Elan forced to man the barricades again

The turmoil of the past decade means Elan chief Kelly Martin, and its board, are well accustomed to dealing with attacks on their track record and commitment to delivering shareholder value.

Until now, most of those attacks have come from within, as activist shareholders sought to force changes in the direction of company policy or the board line-up. This time, the threat comes from outside, as suitor Royalty Pharma looks to trigger a shareholder revolt over the company’s current plans to reinvest the bulk of the gains from the sale of its interest in the multiple sclerosis blockbuster Tysabri.

Elan says it is looking to diversify by investing in a range of opportunities.
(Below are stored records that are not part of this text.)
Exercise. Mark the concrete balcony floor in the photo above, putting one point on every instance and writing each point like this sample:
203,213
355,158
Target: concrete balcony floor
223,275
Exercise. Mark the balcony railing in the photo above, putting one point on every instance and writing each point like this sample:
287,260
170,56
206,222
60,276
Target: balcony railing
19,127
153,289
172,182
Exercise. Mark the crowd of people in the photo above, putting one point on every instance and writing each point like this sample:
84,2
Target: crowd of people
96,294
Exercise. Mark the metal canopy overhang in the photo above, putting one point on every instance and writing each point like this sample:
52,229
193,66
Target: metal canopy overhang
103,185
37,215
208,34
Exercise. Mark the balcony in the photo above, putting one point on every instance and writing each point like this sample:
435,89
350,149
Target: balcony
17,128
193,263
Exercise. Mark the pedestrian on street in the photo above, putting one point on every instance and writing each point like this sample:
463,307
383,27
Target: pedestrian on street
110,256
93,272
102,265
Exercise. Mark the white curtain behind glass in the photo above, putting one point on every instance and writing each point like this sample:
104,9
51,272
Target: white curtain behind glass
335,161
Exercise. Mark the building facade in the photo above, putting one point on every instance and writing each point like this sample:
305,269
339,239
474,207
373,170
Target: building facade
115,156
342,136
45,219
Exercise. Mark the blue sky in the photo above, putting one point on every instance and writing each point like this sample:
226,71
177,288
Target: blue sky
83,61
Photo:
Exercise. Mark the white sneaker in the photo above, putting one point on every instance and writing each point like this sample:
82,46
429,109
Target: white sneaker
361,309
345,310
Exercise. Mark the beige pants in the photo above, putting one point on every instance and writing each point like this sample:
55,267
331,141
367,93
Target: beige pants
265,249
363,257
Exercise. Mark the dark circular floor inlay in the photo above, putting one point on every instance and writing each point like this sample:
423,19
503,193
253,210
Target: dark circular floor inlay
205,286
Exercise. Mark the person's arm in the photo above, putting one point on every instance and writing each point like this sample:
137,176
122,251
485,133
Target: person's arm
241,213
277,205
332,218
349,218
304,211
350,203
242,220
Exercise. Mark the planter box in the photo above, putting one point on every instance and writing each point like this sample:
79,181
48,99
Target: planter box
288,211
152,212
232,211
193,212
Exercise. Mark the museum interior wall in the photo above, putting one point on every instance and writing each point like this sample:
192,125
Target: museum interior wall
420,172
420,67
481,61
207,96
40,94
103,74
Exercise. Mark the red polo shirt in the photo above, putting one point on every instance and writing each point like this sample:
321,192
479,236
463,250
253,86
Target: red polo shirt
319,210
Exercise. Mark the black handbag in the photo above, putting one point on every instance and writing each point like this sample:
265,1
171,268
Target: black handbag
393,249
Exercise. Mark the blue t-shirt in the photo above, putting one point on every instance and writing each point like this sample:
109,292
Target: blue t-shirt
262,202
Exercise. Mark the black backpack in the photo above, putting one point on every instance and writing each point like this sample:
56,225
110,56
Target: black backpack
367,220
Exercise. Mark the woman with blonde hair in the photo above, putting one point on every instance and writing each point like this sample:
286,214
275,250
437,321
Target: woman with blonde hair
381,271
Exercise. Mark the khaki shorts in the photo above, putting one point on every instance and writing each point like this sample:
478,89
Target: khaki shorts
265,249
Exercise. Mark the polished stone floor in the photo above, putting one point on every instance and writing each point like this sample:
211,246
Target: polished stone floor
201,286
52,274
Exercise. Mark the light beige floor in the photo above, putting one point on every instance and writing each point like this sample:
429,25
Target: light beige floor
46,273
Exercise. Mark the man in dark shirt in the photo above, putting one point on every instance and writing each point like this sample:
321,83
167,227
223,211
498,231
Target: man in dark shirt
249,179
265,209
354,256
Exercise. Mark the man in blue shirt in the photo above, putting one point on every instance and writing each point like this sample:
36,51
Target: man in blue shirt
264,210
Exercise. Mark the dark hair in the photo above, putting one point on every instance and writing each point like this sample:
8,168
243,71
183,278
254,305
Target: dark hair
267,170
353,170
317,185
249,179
However, it has since announced a $1 billion share buyback programme and plans for a dividend income to shareholders based on royalty payments from future Tysabri sales.

There seems no doubt that, in part, its approach has been influenced by the sudden emergence of a concrete interest in a takeout of the rump of the company by Royalty Pharma – a company that has built a highly successful business out of acquiring royalties to successful and high-profile drugs for upfront cash payments.

The disclosure yesterday that, in discussions last year, Royalty had raised the prospect of acquiring Elan entirely – well before the proposal to sell the Tysabri rights to Biogen emerged – is instructive. Did the company buy into the notion of Royalty Pharma’s model without actually being tempted by the idea of selling out to them? Elan is not of course just Tysabri – despite Royalty’s attempts to paint it so – but income from the MS drug has and will continue to account for the vast bulk of its earnings and value. Its directors have seen off previous assaults but, judging by the presentation Royalty published yesterday, this will present a bigger challenge.

For the shareholders, they are now in the happy place of weighing two competing offers to put cash in their pockets.

Royalty insists its $11 a share proposal is fair but investors have pushed the shares higher in the market. Analysts differ on any likely takeout price but all agree Royalty is likely to have to go over $12 if it is serious in its intent.

Number of the day

€561 million - The fine levied onMicrosoft by the European Commission for repeatedly failing to offer users a choice of internet browsers.

Today

Representatives of the Department of Finance will appear before the Public Accounts Committee. Results are meanwhile due from Grafton, Fyffes and Irish Continental Group.